ИНГА ВАСИЛЬЕВНА: Инга Васильевна.

ДЕНИС: Очень приятно, я Денис. Так вот, молодец, говорю. Забаррикадировался. Как там — не выходи из комнаты, не совершай ошибку?

ИНГА ВАСИЛЬЕВНА (нараспев, гнусавя, подражая Бродскому, впадая в транс): Зачем тебе Солнце, если ты куришь Шипку? За дверью бессмысленно все, особенно — возглас счастья…

ДЕНИС: Вот, Инга Васильевна, я говорю, что пока ты внутри, ты никому не должен. Потому что только ты дверь открыл, сразу становишься кому-то должен. 

ИНГА ВАСИЛЬЕВНА: Только в уборную — и сразу же возвращайся. О, не выходи из комнаты, не вызывай мотора. Потому что пространство сделано из коридора и кончается счетчиком. А если войдет живая…

ДЕНИС: Кому-то обязан. Вот я дома могу ходить голый и бухой в хлам, а, например, выйти из квартиры так не могу… Должен быть трезвый, хотя бы умеренно, и одетый. Точнее, могу, конечно. Но буду осуждаем. Обществом и вот вами лично.

ИНГА ВАСИЛЬЕВНА: …милка, пасть разевая, выгони не раздевая. Не выходи из комнаты; считай, что тебя продуло. Что интересней на свете стены и стула?

ДЕНИС: Осуждаем за то, что бухой, или вот что потолок у меня французский за тридцать рэ. Или что машина большая. И бизнес. Да найдется за что. За то, что дышу и существую, в принципе. Даже за то, что за дверную ручку взялся.

ИНГА ВАСИЛЬЕВНА: Зачем выходить оттуда, куда вернешься вечером таким же, каким ты был, тем более — изувеченным? О, не выходи из комнаты. Танцуй, поймав, боссанову в пальто на голое тело, в туфлях на босу ногу…

ДЕНИС: А знаете, почему я все-таки выхожу? Потому что остаться с собой наедине — это прям подвиг героический на самом деле. Это прям страшно, особенно если долго. Потому что тогда понимаешь, что никому ты так не должен и никто тебя так не осудит, как ты сам себя.

ИНГА ВАСИЛЬЕВНА: В прихожей пахнет капустой и мазью лыжной.
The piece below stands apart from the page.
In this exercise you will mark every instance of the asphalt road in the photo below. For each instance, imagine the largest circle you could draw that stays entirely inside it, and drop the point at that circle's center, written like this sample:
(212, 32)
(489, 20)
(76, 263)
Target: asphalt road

Ты написал много букв; еще одна будет лишней. Не выходи из комнаты. О, пускай только комната догадывается, как ты выглядишь…

ДЕНИС: А еще хуже, что когда ты один, никогда не поймешь, есть ты или нет. У меня стена одна в черный покрашена, напротив зеркало большое, и светильники так, в общем, сложно объяснять, не суть. В общем, встал я ночью в туалет, свет какой-то сбоку горит, а я как бы иду, и в зеркало заглядываю, и себя не вижу, представляете? Только стену эту черную. Ну, оптический эффект такой, тень там, отражение. И я тут подумал, а вдруг наоборот? Что это когда я есть — это оптический эффект? А, Инга Васильевна?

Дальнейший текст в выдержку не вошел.